Quando completou doze anos, seus pais acharam que era o momento de libertar Jonas dos cuidados nórdicos de Hanabela, que foi viver com Genésio, o jardineiro.

Eram uma família abastada e, na falta de uma governanta, contrataram duas empregadas. D. Cândida era caldense, cozinheira de mão cheia e respeitável senhora que tinha trabalhado na casa da avó paterna de Jonas até ela morrer. Jerusa era uma jovem carioca de Araruama, que de respeitável só tinha suas curvas.

Logo o menino percebeu as diferenças entre Jerusa e Hanabela. Passou a seguí-la pela casa com muito interesse. Cada vez que a moça subia na escada para limpar algo, Jonas adormecia. Ciente de seus dotes e acostumada a ser observada, adorava provocar. Usava um uniforme curto, abria alguns botões quando percebia a presença do menino, sussurrava no ouvido dele. Jonas sempre dormia, deixando a carioca indignada.

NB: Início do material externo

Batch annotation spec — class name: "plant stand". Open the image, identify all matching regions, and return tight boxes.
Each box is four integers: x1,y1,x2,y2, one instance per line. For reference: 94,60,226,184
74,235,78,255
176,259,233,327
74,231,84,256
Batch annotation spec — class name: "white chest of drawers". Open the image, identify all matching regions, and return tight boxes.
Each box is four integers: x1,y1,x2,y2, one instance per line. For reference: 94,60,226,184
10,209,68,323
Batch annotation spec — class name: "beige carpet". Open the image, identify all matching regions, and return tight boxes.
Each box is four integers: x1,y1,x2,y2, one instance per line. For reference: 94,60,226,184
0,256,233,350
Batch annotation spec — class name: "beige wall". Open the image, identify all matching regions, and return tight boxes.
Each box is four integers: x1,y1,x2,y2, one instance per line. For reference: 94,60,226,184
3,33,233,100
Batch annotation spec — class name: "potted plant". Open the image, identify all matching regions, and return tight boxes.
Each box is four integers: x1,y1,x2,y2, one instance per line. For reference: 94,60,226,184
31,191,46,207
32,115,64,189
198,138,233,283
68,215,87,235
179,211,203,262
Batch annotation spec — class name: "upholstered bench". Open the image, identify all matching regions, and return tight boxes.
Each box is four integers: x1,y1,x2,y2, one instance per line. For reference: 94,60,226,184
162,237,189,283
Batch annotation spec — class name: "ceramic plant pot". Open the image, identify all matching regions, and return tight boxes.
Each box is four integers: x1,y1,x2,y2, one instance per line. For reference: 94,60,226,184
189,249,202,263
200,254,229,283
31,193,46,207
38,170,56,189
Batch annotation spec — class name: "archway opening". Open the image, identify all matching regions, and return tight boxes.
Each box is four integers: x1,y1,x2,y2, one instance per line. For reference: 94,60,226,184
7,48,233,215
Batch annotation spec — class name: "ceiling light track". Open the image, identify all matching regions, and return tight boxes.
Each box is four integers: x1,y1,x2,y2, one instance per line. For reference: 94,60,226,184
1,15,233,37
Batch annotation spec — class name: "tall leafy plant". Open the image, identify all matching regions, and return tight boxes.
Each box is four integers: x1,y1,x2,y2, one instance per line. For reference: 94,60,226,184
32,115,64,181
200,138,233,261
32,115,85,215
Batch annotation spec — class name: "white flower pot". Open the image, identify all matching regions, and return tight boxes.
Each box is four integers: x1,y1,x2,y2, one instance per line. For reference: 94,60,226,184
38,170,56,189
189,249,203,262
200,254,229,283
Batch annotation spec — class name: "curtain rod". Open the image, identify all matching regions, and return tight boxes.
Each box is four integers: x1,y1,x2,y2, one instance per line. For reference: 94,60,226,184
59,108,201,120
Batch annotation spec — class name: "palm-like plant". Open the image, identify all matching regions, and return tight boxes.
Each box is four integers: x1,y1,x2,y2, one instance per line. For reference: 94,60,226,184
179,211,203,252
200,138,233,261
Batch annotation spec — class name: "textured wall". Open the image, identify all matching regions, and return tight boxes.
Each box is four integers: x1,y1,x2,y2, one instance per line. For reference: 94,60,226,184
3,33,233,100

Foi assim por mais de um ano.

Erroneamente assumindo que os súbitos cochilos do menino demonstravam desinteresse, Jerusa preocupou-se. Ia de compras no horário de saída da escola. No caminho, trocava olhares com alguns rapazes, deixava algo cair no chão e se abaixava para pegar. Descuidava-se de alguns botões na blusa. Sempre funcionava. Decidiu então que Jonas era maricas. Um dia levou Augusto, seu namorado, pra fazer uns pequenos reparos na casa. Instruiu-o a tirar a blusa por causa do calor. Jonas, enciumado, os seguiu por toda a casa, e como não dormisse, Jerusa concluiu que sua teoria estava certa. Pobre de Joaquim e Lenas, que não merecem um filho assim.

Assumiu para si a missão de endireitar o menino. Por dois anos, Jonas quase não ficou acordado. Seus pais, preocupados com essa recaída súbita mas persistente, decidiram que era o momento de procurar um profissional e iniciar um tratamento. Quiçá surgiram ao longo dos anos, novas pesquisas e novas técnicas que os dois, cirurgiões gerais, desconheciam por não atuarem na área da neurologia e psiquiatria.

Mandaram Jerusa de volta a Araruama. Acomodaram D. Cândida, que já não tinha família nem juízo, numa casa de repouso e assumiram todas as despesas. Mudaram-se com Jonas para São Paulo. Através de alguns colegas, descobriram um excelente neurologista. O Dr. Jacques tinha conseguido surpreendentes resultados com alguns pacientes narcolépticos.